O mestre passa seu último dia de vida envolto em uma colcha costurada pela esposa, sua respiração rascante e irregular dominando o espaço exíguo do quartinho. Ao longo daquele dia frio de primavera, um fluxo de visitantes deságua na pequena cidade de Yanshi, no sopé das montanhas Song, para render homenagem a Yang Guiwu em seu leito de morte. Ele é o homem que lhes ensinou o kung fu. Alguns envergam hábitos de monge e distribuem bênçãos ao entrar na casinha de tijolos. A mulher do mestre, de cabelo branco bem penteado, espalma os ombros de cada recém-chegado como se fosse um irmão de sangue e o admite cozinha adentro, para além do fogareiro de brasas ardentes, para se juntar aos familiares e outros discípulos reunidos ao pé da cama de seu marido.

A esposa debruça-se sobre ele para anunciar um visitante especial, o último discípulo que o mestre acolheu no âmbito de sua família kung fu, 15 anos antes. “É Hu Zhengsheng”, diz ela. De abrigo esportivo e calçando as tradicionais sapatilhas de pano, Hu, hoje um espadaúdo homem de 33 anos, inclina-se sobre a criatura encarquilhada. “Shifu”, fala ele baixinho, respeitoso, empregando o termo mandarim para “professor”. “O senhor está me ouvindo?” Pálidas e finas feito papel de arroz, as pálpebras do velhinho tremem. Por um instante, suas pupilas parecem se fixar no rosto do jovem, antes de se dispersarem.

Foram muitas as vezes em que o mestre contou a Hu como acordava de sonhos nos quais seus antepassados nas artes marciais, monges do templo Shaolin há muito falecidos, vinham visitá-lo. Eles traziam a sabedoria amealhada ao cabo de séculos por muitas gerações de homens cujos pés vincaram as lajes do salão de treinamento da instituição e cujos ossos estão agora enterrados na floresta do Pagode, do lado de fora das muralhas do templo. Eram esses os monges que dedicaram a vida ao aperfeiçoamento dos estilos do kung fu, com nomes do tipo “punho de flor de ameixeira” ou “palma da mão do pato mandarim”, cada qual uma sinfonia de movimentos, com variações sobre como empurrar músculos e ossos em direção a seus limites. Ou para além deles, diria alguém. Talvez até, cogita Hu, esses ancestrais estejam agora rodeando o mestre.

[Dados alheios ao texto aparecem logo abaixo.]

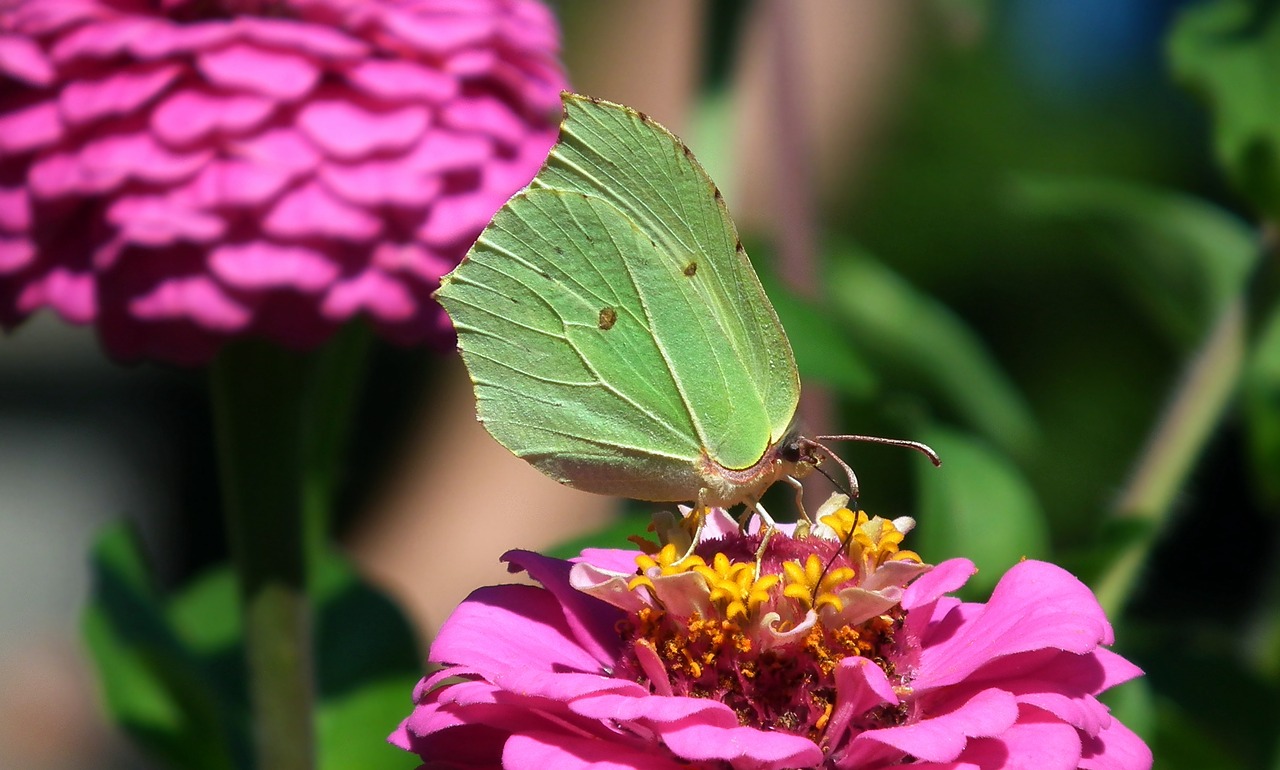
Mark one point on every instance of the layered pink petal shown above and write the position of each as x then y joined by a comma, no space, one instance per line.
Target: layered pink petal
120,92
263,265
195,114
346,131
273,73
941,738
1036,605
510,627
544,750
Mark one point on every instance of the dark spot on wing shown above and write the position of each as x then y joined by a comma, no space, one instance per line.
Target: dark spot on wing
608,317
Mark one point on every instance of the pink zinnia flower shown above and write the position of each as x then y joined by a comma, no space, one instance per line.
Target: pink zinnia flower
179,173
826,649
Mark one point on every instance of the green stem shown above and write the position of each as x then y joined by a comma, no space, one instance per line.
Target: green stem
257,411
328,402
1171,450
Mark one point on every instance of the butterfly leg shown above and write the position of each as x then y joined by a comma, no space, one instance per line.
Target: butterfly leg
804,522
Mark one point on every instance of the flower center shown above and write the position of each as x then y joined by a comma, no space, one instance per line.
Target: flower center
760,623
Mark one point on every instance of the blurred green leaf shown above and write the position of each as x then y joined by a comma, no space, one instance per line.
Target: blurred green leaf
920,344
823,354
1228,51
173,672
369,664
1262,409
154,686
977,505
1180,257
1184,743
613,535
1134,705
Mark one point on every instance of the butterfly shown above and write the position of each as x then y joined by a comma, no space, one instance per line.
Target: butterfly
616,334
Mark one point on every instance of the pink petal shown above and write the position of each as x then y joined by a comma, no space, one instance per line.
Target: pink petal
565,751
159,220
371,292
437,33
242,67
164,41
348,132
743,747
71,293
196,298
941,738
448,151
120,92
16,253
1116,747
411,259
263,265
460,218
310,210
467,746
1116,669
278,149
589,619
503,627
398,79
627,707
1083,713
22,59
378,183
530,30
106,161
611,559
1036,605
232,183
319,41
471,63
105,39
27,128
485,114
192,115
860,686
1031,745
14,209
944,578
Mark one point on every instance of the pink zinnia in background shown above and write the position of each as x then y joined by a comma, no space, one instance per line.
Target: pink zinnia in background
833,650
182,173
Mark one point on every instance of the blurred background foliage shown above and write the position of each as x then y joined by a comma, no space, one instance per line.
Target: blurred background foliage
1038,234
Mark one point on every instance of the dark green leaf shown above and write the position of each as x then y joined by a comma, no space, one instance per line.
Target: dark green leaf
924,347
1180,257
173,670
1262,407
154,686
823,354
1228,51
369,664
977,505
613,535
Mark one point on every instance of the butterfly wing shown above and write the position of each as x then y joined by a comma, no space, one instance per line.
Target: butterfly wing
611,321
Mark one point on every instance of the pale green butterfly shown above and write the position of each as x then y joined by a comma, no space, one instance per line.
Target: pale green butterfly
615,330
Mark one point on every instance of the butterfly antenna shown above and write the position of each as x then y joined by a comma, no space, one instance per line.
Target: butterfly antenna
917,445
844,546
839,485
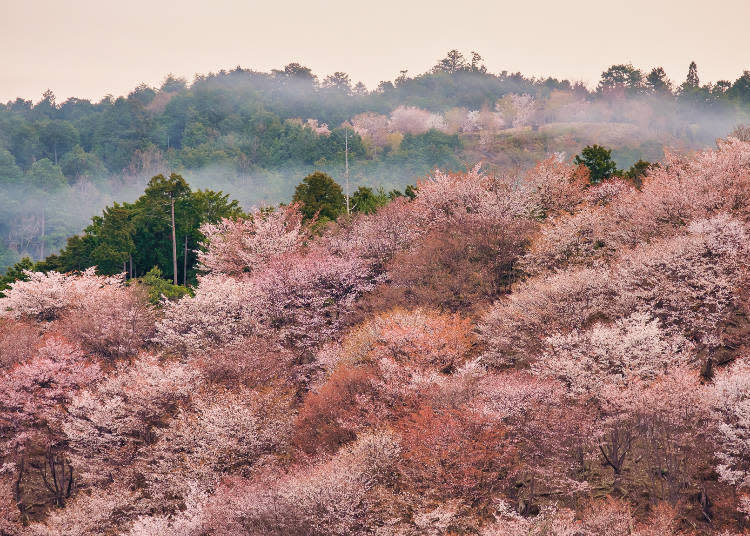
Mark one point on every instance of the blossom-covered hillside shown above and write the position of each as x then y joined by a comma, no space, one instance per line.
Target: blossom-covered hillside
500,355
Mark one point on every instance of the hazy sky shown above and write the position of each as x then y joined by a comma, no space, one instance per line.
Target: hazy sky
88,48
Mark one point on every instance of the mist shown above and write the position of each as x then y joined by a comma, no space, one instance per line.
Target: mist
256,135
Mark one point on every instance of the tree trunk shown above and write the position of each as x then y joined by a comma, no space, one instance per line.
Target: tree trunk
174,244
41,240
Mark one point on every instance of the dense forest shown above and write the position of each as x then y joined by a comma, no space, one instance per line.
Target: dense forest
557,352
255,135
527,315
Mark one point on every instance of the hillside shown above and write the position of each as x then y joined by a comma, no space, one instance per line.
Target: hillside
254,135
504,354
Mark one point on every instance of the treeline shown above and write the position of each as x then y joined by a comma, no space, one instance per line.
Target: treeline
255,134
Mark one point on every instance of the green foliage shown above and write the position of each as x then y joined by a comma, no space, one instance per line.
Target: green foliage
599,161
159,288
367,201
320,195
140,233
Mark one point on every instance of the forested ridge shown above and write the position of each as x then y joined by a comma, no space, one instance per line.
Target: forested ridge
556,345
254,135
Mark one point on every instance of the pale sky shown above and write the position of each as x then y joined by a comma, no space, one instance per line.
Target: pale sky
88,48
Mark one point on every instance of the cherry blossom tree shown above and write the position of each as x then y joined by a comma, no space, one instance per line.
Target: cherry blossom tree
33,398
241,246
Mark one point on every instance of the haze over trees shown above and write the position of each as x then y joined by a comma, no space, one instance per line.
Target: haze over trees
554,349
255,135
519,354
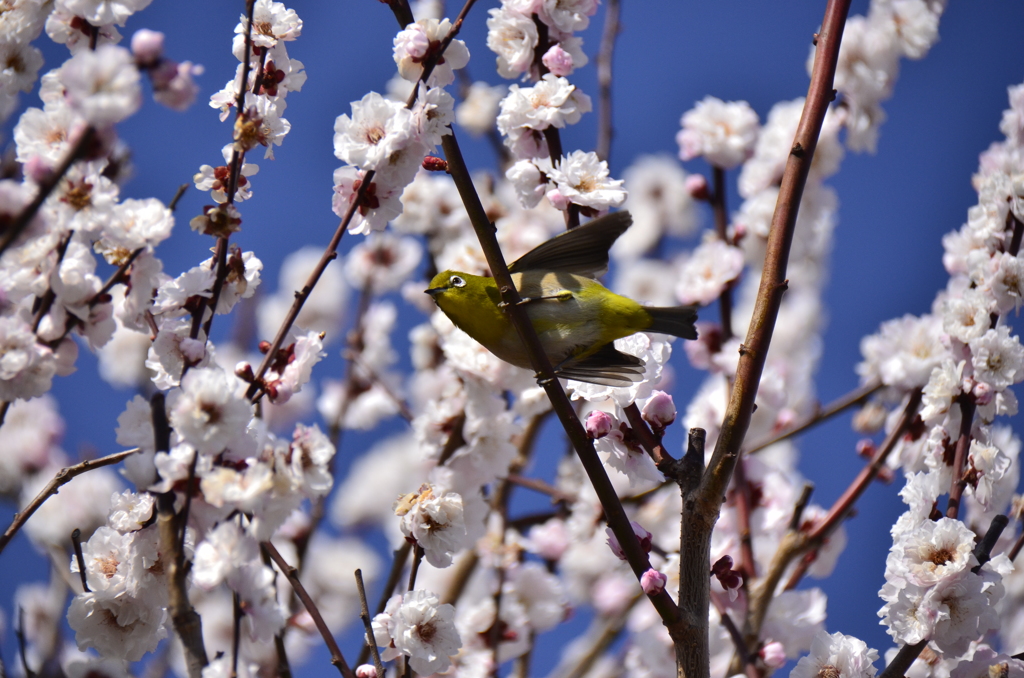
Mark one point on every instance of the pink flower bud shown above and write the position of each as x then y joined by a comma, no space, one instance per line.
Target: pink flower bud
557,200
193,349
550,540
865,448
646,541
786,418
773,654
659,411
652,582
599,424
37,169
696,185
558,60
983,392
614,545
147,46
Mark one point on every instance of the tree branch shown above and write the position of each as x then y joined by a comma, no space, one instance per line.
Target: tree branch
62,477
336,657
692,657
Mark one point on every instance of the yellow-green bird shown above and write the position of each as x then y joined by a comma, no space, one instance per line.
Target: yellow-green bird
574,315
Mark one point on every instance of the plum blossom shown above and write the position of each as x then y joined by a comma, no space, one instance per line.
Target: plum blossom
209,412
724,133
420,41
708,270
377,129
478,111
581,178
837,654
434,522
102,85
418,626
513,37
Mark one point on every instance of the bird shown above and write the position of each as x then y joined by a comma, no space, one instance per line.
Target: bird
576,318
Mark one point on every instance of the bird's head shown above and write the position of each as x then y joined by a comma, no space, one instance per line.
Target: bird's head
450,284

Os avançados discípulos do mestre veem uma ironia no fato de que os pulmões do velho o estejam traindo ultimamente. Ele teria aprovado mais esse giro na roda da vida, uma lição terminal de humildade ao homem que os instruiu sobre o papel fundamental da respiração no aproveitamento da chi, ou força vital, de cada um. Era a primeira coisa que ele ensinava: respirar “pelo umbigo”, expirar pelo nariz, de forma constante, controlada, em harmonia com as batidas do coração e com o ritmo dos outros órgãos. Aprender a respirar certo, dizia ele, era o passo inicial no árduo caminho que leva as pessoas a se conectar com seu manancial de força chi, abrindo dessa maneira uma das portas ocultas do universo.

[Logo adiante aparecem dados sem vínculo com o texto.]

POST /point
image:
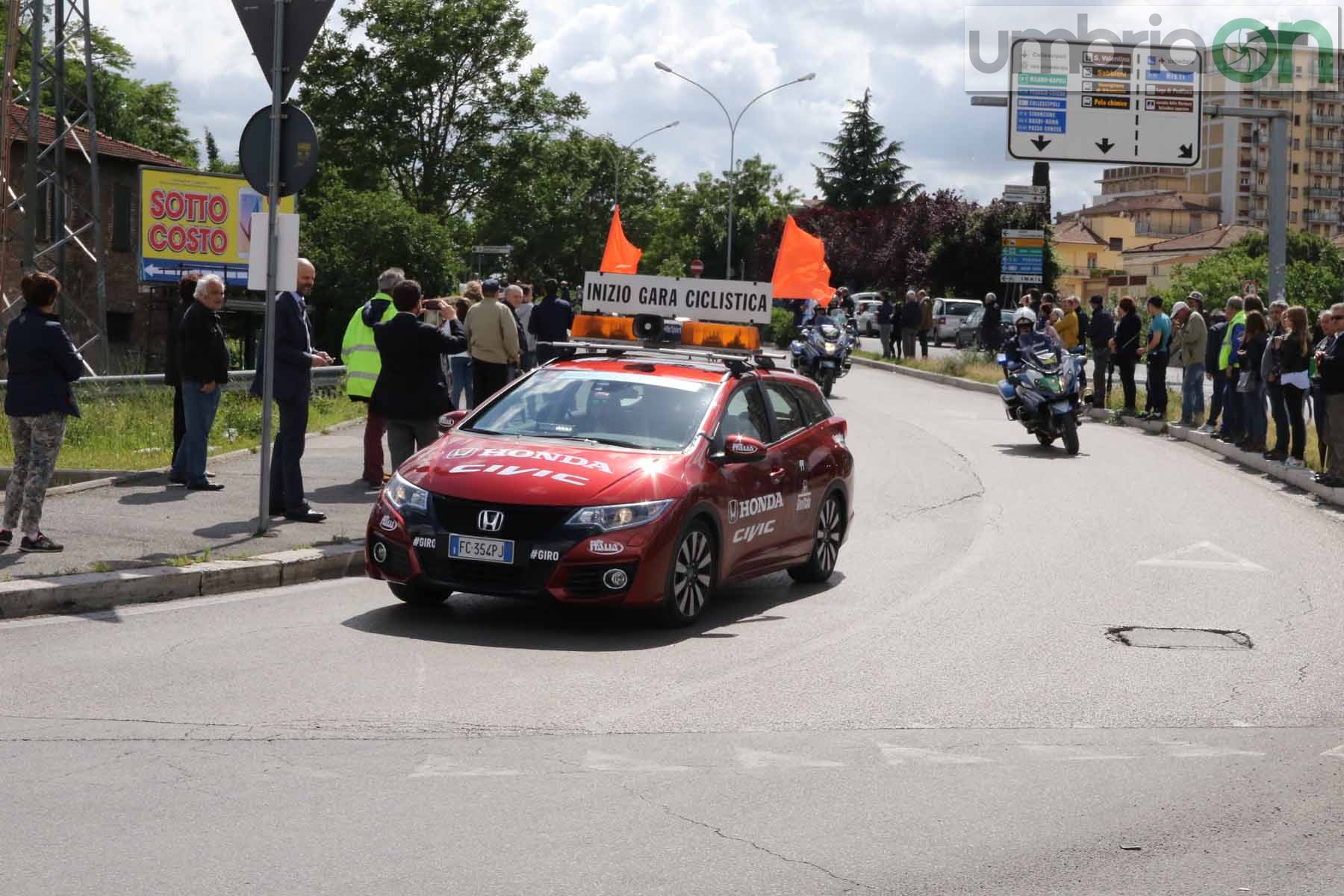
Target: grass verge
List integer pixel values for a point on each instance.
(134, 430)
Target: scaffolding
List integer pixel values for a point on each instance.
(54, 213)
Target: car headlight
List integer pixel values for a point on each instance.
(620, 516)
(403, 496)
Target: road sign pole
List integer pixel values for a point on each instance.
(268, 388)
(1277, 207)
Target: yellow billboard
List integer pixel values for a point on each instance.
(191, 220)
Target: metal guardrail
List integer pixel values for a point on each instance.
(323, 378)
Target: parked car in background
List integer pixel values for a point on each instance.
(968, 335)
(867, 314)
(949, 314)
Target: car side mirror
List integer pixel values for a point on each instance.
(450, 420)
(741, 449)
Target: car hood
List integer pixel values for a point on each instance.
(544, 472)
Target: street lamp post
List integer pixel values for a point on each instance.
(612, 147)
(732, 137)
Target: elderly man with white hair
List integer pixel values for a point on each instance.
(203, 361)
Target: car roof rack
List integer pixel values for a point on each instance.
(738, 361)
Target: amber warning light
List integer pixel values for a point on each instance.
(694, 334)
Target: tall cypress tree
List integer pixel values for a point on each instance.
(863, 168)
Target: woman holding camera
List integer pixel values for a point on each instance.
(43, 363)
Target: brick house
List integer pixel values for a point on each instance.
(137, 316)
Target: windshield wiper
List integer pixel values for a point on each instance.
(596, 441)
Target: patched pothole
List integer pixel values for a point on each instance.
(1180, 638)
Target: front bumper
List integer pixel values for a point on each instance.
(550, 561)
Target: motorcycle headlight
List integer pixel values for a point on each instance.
(403, 496)
(609, 517)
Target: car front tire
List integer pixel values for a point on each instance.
(826, 544)
(691, 576)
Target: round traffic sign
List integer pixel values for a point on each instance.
(297, 151)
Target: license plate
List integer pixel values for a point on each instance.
(465, 547)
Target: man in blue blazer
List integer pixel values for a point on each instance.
(295, 361)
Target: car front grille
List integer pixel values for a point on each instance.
(522, 521)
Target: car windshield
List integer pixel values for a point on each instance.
(626, 410)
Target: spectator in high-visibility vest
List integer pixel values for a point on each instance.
(359, 352)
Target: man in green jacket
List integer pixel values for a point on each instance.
(363, 364)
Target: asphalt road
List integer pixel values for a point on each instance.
(948, 716)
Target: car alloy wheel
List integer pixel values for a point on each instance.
(691, 578)
(826, 544)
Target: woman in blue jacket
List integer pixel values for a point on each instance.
(43, 363)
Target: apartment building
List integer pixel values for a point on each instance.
(1236, 151)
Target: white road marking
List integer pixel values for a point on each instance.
(1191, 750)
(766, 759)
(445, 768)
(1187, 559)
(895, 754)
(616, 762)
(144, 609)
(1065, 753)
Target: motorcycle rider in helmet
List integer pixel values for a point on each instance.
(1027, 337)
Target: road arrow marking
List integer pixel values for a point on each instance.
(615, 762)
(766, 759)
(895, 755)
(445, 768)
(1189, 750)
(1226, 559)
(1065, 753)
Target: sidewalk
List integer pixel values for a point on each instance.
(152, 523)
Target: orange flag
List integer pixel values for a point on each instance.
(800, 270)
(621, 255)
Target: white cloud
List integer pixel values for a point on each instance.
(907, 52)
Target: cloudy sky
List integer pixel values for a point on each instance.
(910, 53)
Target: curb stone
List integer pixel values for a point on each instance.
(90, 591)
(1297, 479)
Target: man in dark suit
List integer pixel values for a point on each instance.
(411, 393)
(293, 386)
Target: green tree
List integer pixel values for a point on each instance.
(125, 108)
(556, 208)
(694, 220)
(358, 234)
(425, 96)
(1313, 279)
(863, 168)
(214, 160)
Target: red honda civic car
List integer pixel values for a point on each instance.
(635, 480)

Kung-fu: Monge Shaolin pratica kung-fu no alto do monte

Agora, com ou sem espíritos invisíveis a seu lado, Yang Guiwu aguarda diante de outra porta oculta do universo. Os discípulos ouvem na respiração dele os sinais de que ele está tentando reunir sua força vital para a jornada a sua frente.

A cerca de 19 quilômetros de onde o velho mestre jaz, em um vale logo depois das montanhas Song, ônibus de turismo preparam-se para regurgitar sua carga diária de visitantes do templo Shaolin. Todo mundo quer ver o berço da maior lenda do kung fu na China. Foi bem ali que um místico indiano do século 5 ensinou aos monges uma série de exercícios, ou formas, que imitava o movimento de animais. Os monges adaptaram as formas à defesa pessoal e, mais tarde, as modificaram, tendo em vista a guerra. Seus descendentes aperfeiçoaram essas “artes marciais” e as utilizaram pelos 14 séculos seguintes em incontáveis batalhas contra déspotas inimigos, sufocando rebeliões e repelindo invasores. Muitos desses feitos se acham anotados em lousas de pedra no templo, ornando também narrativas que datam da dinastia Ming (1368-1644).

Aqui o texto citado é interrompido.